Spacecraft glows from surface-catalyzed reactions

Existing data on the optical glows that extend from low earth-orbiting space vehicles are shown to be consistent with recombination of ambient atmospheric species on ram-exposed surfaces. This radiation is most intense from the velocity direction because of the greatly enhanced fluxes of air atoms and molecules; if these particles' up-to-10 eV relative kinetic energy plays any part, it would be creating and maintaining sites from which internally-excited fragments can be desorbed—“conditioning” the surface—rather than overcoming potential barriers of reactions with substrate or putative contaminant species.
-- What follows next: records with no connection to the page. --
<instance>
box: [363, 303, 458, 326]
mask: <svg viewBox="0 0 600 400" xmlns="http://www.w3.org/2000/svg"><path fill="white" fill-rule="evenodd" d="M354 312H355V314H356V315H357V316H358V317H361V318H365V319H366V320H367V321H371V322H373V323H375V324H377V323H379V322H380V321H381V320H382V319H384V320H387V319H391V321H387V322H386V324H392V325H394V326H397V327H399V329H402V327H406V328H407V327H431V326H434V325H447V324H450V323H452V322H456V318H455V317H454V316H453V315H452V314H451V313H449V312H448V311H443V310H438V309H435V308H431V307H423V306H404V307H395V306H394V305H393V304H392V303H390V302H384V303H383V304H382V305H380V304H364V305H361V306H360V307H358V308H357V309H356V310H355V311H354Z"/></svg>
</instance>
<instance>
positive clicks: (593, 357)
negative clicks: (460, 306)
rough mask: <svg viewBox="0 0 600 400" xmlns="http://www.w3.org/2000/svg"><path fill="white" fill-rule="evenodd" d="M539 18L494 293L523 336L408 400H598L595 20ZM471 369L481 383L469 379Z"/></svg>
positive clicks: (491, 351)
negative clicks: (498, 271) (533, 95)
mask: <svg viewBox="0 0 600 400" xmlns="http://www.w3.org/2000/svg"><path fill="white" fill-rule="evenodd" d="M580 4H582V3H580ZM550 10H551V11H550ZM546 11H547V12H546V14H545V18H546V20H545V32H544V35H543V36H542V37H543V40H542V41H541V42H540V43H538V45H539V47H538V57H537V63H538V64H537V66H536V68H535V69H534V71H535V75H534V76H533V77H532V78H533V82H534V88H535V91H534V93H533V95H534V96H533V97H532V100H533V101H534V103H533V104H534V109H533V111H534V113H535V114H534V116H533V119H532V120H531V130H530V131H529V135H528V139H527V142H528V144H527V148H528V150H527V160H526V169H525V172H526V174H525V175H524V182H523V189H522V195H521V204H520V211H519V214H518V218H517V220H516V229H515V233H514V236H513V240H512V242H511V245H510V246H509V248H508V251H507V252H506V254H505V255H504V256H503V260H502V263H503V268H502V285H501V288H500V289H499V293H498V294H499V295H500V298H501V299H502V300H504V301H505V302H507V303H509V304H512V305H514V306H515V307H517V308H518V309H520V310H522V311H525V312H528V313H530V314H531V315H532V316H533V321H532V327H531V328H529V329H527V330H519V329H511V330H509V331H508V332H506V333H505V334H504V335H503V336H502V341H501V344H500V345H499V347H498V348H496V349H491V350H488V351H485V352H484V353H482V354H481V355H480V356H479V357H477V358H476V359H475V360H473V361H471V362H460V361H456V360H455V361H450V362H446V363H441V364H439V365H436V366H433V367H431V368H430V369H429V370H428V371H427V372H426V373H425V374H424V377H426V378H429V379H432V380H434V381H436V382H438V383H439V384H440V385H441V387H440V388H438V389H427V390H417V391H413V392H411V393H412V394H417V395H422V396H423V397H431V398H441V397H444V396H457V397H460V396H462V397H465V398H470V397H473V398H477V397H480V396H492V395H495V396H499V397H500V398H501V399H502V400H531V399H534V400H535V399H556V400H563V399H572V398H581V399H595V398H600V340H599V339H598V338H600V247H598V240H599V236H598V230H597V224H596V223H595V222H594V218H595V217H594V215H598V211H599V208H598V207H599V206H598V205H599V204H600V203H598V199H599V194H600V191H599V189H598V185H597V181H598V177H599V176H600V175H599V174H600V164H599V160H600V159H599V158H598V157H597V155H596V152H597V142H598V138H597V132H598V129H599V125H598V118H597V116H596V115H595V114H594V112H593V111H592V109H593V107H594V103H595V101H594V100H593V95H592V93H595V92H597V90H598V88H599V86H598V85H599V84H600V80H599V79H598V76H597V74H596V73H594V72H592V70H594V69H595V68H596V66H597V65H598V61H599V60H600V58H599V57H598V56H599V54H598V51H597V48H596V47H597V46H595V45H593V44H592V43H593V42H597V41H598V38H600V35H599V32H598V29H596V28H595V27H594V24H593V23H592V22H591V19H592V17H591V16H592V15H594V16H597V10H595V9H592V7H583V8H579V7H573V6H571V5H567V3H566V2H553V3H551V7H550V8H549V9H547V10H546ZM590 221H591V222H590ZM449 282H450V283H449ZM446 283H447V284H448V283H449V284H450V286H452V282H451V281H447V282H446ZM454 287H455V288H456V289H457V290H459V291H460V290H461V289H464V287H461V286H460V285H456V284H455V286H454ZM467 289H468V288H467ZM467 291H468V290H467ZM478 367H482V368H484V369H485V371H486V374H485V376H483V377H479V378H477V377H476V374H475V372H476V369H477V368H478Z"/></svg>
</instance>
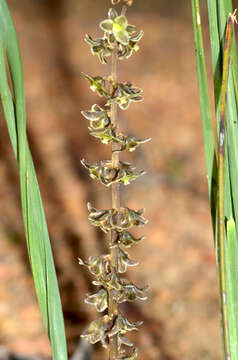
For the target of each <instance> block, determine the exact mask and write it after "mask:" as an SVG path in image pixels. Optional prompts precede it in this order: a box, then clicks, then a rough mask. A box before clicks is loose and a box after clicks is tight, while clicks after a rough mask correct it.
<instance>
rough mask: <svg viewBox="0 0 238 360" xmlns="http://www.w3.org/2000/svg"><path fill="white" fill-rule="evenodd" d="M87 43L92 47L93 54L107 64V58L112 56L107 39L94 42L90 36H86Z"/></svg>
mask: <svg viewBox="0 0 238 360" xmlns="http://www.w3.org/2000/svg"><path fill="white" fill-rule="evenodd" d="M85 41H86V42H87V43H88V44H89V45H90V47H91V52H92V54H93V55H97V56H98V58H99V60H100V62H101V63H102V64H106V63H107V61H106V57H108V56H110V55H111V54H112V49H111V47H110V44H109V43H108V40H107V38H100V39H95V40H94V39H93V38H92V37H91V36H90V35H88V34H86V36H85Z"/></svg>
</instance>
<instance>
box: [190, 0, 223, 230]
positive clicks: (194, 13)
mask: <svg viewBox="0 0 238 360" xmlns="http://www.w3.org/2000/svg"><path fill="white" fill-rule="evenodd" d="M192 13H193V30H194V44H195V54H196V64H197V77H198V89H199V97H200V109H201V117H202V129H203V138H204V148H205V157H206V168H207V179H208V191H209V198H210V206H211V212H212V220H213V231H214V233H215V223H216V201H217V200H216V191H217V185H216V179H217V162H216V153H215V141H214V132H213V126H212V115H211V109H210V99H209V91H208V81H207V72H206V65H205V56H204V47H203V37H202V25H201V15H200V8H199V0H192Z"/></svg>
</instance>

Surface-catalyzed exothermic recombination qualitatively explains the reported differences as well as similarities among spacecraft in spectral intensities and spatial distributions of glows, and predicts further emissions at ultraviolet (among them O 2 A → X, NO B → X, and perhaps also N 2 a→ X bands), infrared (NO 2 and NO vibrational cascade), and to a lesser extent visible, wavelengths. A systematic survey of the literature shows that similarly unequilibrated desorbates are commonly observed in the surface-science and kinetics laboratory, a finding that provides a framework for future experiments on chemiluminescence excited by spacecraft. Quantitatively, vehicle glow presents a severe technical challenge because of the complexity and virtual uncharacterizability of the materials exposed to the airflow and the potential for interference among surface reactions of the several incident aeronomic species.